A flat 100kg rock slides down a smooth rocky hill. It started from rest. The hill is 100m long and 50m high. The friction force between the rock and the ground is 150N. Use g=10m/s².
Calculate the speed of the rock at the bottom of the hill
1/2 m v^2 = m g h - friction work
50 v^2 = (100 * 10 * 50) - (100 * 150)
potential at top = m g h = 100 * 10 *50 = 50,000 Joules
work done by friction, force opposite to motion so negative = -150 *100
= -15,000 Joules
so
kinetic energy left at bottom = (1/2)m v^2 = 35,000 Joules
50 v^2 = 35,000
v^2 = 3500/5 = 700
To calculate the speed of the rock at the bottom of the hill, we can use the principle of conservation of energy. The total mechanical energy of the rock at the top of the hill (initial position) is equal to the total mechanical energy at the bottom of the hill (final position).
The total mechanical energy is given by the sum of the kinetic energy (KE) and the potential energy (PE).

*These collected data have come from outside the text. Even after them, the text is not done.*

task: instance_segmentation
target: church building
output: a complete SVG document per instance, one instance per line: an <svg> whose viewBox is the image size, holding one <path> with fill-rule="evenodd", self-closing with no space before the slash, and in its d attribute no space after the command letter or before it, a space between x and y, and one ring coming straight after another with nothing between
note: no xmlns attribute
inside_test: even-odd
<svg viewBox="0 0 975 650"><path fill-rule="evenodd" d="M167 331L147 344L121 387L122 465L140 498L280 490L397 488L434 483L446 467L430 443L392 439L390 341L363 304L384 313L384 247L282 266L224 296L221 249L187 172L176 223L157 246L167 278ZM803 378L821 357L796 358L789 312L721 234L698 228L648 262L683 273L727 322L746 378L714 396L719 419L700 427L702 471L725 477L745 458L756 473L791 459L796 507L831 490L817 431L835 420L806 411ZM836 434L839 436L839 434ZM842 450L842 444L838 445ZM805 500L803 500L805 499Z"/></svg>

At the top of the hill, all the potential energy is converted into kinetic energy, as the rock starts from rest. At the bottom of the hill, all the potential energy is converted back into kinetic energy.
The potential energy (PE) is given by the equation:
PE = m * g * h
where
m = mass of the rock (100 kg)
g = acceleration due to gravity (10 m/s²)

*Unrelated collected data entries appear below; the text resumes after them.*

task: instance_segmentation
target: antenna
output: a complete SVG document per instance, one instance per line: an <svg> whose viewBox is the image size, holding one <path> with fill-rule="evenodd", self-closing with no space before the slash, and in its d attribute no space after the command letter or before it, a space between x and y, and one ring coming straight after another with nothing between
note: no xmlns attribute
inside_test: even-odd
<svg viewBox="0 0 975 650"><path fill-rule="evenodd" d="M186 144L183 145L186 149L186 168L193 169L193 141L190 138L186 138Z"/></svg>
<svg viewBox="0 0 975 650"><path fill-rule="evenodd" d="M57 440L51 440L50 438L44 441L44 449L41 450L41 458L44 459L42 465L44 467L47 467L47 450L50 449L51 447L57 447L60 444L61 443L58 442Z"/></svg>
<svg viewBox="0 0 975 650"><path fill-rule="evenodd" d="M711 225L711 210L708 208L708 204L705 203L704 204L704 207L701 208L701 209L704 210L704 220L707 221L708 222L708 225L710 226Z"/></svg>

h = height of the hill (50 m)
PE = 100 kg * 10 m/s² * 50 m
PE = 50,000 J
At the bottom of the hill, all the potential energy (PE) is converted into kinetic energy (KE). So, the kinetic energy at the bottom is equal to the potential energy at the top.
KE = PE
KE = 50,000 J
The kinetic energy (KE) is given by the equation:
KE = (1/2) * m * v²
where
m = mass of the rock (100 kg)
v = velocity of the rock at the bottom
Plugging in the values, we have:
50,000 J = (1/2) * 100 kg * v²
Simplifying the equation:
50,000 J = 50 kg * v²
v² = 1,000 J / kg
v = √(1,000 J / kg)
v ≈ 31.62 m/s
Therefore, the speed of the rock at the bottom of the hill is approximately 31.62 m/s.